Nous accompagnons de nombreuses pathologies : maladie d'Alzheimer et apparentées, maladie de Parkinson, sclérose en plaques, démences mixtes, séquelles d'AVC, troubles cognitifs modérés… Ce qui compte pour nous, c'est de comprendre les effets concrets de la maladie sur le quotidien, pour adapter les gestes, les horaires et la communication.

Vos auxiliaires sont-elles formées aux troubles du comportement (agitation, déambulation, agressivité verbale) ?

Oui, nos auxiliaires de vie sont sensibilisées aux spécificités des troubles neuro-évolutifs : agitation, répétitions, déambulation, confusion, oppositions… Elles apprennent à garder une posture calme, à utiliser des phrases simples, à proposer des détours plutôt que des confrontations.

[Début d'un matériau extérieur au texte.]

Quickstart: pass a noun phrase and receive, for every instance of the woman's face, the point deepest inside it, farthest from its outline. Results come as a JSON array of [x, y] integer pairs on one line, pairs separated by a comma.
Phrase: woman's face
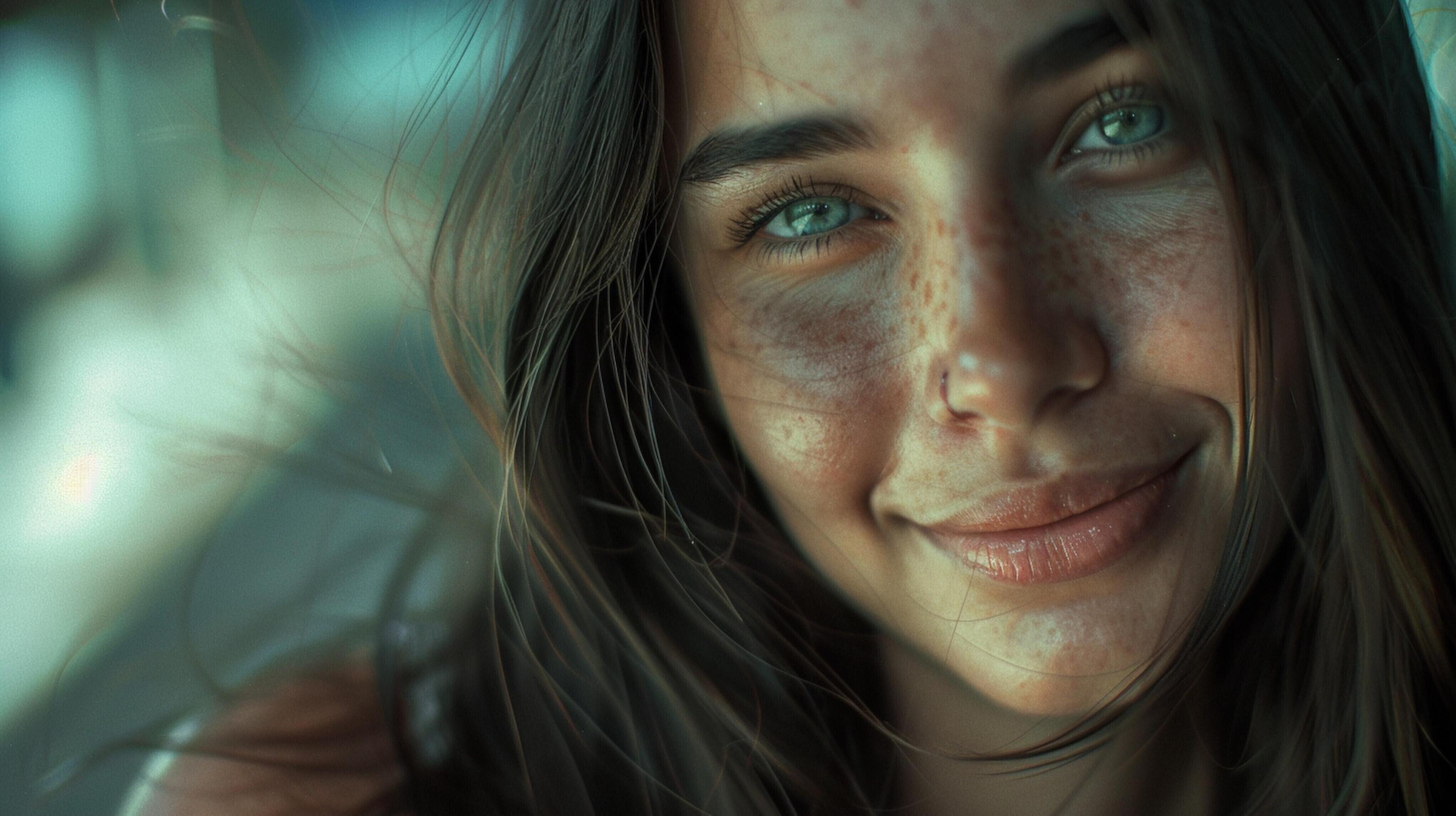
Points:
[[967, 292]]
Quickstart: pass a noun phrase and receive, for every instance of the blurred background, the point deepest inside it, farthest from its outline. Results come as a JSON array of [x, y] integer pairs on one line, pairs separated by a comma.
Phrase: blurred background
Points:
[[219, 397]]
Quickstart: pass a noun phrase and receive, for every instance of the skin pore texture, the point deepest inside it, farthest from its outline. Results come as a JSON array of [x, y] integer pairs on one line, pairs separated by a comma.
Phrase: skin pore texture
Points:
[[1014, 273]]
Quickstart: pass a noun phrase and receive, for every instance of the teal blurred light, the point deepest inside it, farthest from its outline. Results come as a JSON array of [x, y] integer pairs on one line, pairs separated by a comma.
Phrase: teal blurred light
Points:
[[50, 165]]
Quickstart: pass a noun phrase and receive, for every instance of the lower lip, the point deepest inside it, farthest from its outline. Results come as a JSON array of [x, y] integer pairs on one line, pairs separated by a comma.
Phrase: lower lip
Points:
[[1066, 550]]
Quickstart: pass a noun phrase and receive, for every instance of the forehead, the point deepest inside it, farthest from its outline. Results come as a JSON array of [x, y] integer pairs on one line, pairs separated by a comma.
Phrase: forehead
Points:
[[746, 62]]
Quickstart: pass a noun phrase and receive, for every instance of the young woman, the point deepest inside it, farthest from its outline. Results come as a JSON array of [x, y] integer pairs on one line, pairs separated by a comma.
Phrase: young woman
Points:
[[944, 407]]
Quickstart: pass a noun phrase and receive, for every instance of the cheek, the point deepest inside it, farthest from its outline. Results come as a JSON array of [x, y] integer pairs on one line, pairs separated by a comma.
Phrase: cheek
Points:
[[1170, 259], [1157, 271], [807, 375]]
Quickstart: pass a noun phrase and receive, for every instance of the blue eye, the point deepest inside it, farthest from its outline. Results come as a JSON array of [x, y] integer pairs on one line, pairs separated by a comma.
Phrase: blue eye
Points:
[[813, 216], [1126, 126]]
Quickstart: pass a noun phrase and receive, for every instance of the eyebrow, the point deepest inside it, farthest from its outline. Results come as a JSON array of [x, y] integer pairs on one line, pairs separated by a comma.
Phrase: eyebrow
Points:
[[729, 151], [1068, 50], [734, 149]]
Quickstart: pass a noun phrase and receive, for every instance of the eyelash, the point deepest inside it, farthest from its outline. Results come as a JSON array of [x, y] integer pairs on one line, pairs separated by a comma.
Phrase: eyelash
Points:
[[796, 190], [1104, 101]]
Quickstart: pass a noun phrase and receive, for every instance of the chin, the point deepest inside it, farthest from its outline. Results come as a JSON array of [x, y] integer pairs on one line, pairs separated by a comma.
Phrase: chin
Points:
[[1059, 662]]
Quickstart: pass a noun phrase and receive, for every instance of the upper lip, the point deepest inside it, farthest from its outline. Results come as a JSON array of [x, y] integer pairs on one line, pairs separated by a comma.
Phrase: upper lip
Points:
[[1052, 502]]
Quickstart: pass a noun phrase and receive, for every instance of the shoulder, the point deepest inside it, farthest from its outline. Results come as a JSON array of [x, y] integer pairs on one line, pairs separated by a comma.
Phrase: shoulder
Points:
[[312, 744]]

Lorsque la situation devient trop complexe, nous recommandons de solliciter aussi l'équipe médicale ou un psychologue spécialisé.

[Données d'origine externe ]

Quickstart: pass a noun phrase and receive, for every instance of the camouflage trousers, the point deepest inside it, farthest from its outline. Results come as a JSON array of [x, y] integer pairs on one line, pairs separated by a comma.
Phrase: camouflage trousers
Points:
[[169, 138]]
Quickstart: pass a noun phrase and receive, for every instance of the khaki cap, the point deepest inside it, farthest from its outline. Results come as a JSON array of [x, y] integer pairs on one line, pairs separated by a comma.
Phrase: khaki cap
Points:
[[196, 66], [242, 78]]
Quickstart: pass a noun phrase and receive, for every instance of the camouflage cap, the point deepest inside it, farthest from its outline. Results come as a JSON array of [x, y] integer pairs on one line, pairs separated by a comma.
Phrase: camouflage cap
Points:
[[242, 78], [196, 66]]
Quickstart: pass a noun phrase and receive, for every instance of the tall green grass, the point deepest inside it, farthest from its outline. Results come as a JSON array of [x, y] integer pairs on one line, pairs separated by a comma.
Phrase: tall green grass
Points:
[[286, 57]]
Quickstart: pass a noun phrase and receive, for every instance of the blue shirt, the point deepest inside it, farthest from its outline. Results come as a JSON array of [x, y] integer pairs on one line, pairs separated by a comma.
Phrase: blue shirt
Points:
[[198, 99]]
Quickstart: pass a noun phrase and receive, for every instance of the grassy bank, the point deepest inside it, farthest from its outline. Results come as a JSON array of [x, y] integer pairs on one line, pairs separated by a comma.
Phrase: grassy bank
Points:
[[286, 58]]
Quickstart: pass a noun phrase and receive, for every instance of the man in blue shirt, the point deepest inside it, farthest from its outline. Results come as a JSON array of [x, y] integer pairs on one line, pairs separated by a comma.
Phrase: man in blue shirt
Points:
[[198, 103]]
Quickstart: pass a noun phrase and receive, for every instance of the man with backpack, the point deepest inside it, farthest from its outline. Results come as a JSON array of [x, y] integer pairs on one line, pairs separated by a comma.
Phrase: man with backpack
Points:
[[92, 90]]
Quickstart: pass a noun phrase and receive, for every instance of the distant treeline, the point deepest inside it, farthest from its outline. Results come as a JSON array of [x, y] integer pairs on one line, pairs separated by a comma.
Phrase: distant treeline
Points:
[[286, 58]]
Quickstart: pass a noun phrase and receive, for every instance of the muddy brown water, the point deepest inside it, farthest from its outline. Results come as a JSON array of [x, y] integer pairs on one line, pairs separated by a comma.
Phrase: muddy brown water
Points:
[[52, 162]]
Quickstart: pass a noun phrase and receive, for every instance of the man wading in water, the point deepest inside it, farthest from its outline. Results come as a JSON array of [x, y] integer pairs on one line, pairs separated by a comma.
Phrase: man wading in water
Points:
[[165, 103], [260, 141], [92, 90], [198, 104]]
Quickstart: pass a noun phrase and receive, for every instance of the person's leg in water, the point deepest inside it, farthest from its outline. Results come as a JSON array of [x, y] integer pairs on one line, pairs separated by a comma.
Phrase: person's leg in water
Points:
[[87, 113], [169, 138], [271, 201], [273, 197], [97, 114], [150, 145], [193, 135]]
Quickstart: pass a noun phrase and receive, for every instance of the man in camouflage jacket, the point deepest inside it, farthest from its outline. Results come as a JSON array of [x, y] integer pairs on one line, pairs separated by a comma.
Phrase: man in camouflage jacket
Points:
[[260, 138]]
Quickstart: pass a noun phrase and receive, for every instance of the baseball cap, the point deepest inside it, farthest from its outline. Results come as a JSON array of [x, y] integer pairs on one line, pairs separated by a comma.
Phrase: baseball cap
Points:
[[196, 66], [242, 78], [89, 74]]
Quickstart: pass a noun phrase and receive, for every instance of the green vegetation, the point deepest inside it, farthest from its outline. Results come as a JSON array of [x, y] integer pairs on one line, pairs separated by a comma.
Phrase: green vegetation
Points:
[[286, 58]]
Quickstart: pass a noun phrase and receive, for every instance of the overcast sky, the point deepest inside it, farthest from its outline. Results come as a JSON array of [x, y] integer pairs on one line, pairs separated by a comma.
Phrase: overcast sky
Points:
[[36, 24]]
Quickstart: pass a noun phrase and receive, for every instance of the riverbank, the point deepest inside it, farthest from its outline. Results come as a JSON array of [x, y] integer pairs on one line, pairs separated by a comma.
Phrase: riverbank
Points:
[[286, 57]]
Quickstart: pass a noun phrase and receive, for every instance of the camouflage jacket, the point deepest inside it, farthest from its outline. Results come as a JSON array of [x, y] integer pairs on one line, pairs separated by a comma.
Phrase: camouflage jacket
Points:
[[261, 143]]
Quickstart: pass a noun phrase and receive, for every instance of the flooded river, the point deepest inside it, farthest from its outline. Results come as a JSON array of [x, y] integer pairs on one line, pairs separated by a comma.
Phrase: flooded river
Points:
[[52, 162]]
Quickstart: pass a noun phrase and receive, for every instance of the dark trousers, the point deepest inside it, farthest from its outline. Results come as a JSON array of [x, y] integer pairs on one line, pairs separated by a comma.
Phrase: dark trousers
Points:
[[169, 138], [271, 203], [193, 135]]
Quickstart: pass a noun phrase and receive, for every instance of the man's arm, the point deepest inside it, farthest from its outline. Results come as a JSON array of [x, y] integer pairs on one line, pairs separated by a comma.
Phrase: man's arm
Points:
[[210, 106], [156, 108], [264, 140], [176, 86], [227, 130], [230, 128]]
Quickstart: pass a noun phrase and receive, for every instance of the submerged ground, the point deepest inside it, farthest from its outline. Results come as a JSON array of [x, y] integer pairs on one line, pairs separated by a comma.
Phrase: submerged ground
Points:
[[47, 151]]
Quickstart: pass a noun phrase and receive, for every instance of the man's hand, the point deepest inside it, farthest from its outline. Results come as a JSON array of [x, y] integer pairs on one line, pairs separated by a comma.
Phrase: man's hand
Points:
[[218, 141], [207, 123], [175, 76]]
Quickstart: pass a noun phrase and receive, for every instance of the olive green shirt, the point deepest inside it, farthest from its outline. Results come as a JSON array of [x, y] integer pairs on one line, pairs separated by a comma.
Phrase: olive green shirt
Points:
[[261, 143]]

Proposez-vous des gardes de nuit pour les personnes désorienées ou Alzheimer ?

Oui, nous proposons des gardes de nuit adaptées aux personnes désorienées ou atteintes d’Alzheimer : présence rassurante, sécurisation des levers nocturnes et évitement des fugues.

Combien d'heures par semaine faut-il prévoir ?

Tout dépend de la situation : pour certaines personnes, une heure ou deux par semaine suffit à re-créer une dynamique. Pour d'autres, il est pertinent de prévoir plusieurs séances hebdomadaires. Nous vous proposons un rythme adapté lors de l'évaluation, puis nous ajustons dans le temps.

À quel moment est-il "temps" de demander de l'aide à domicile pour une maladie comme Alzheimer ou Parkinson ?

Il n'y a pas de "bon" moment unique, mais plusieurs signaux peuvent alerter : chutes, oublis importants, errances, nuits très agitées, épuisement du conjoint ou des proches… Plus l'accompagnement est mis en place tôt, plus il est facile de l'inscrire dans les habitudes de la personne et de prévenir l'épuisement des aidants. Nous pouvons en parler ensemble pour envisager différentes options.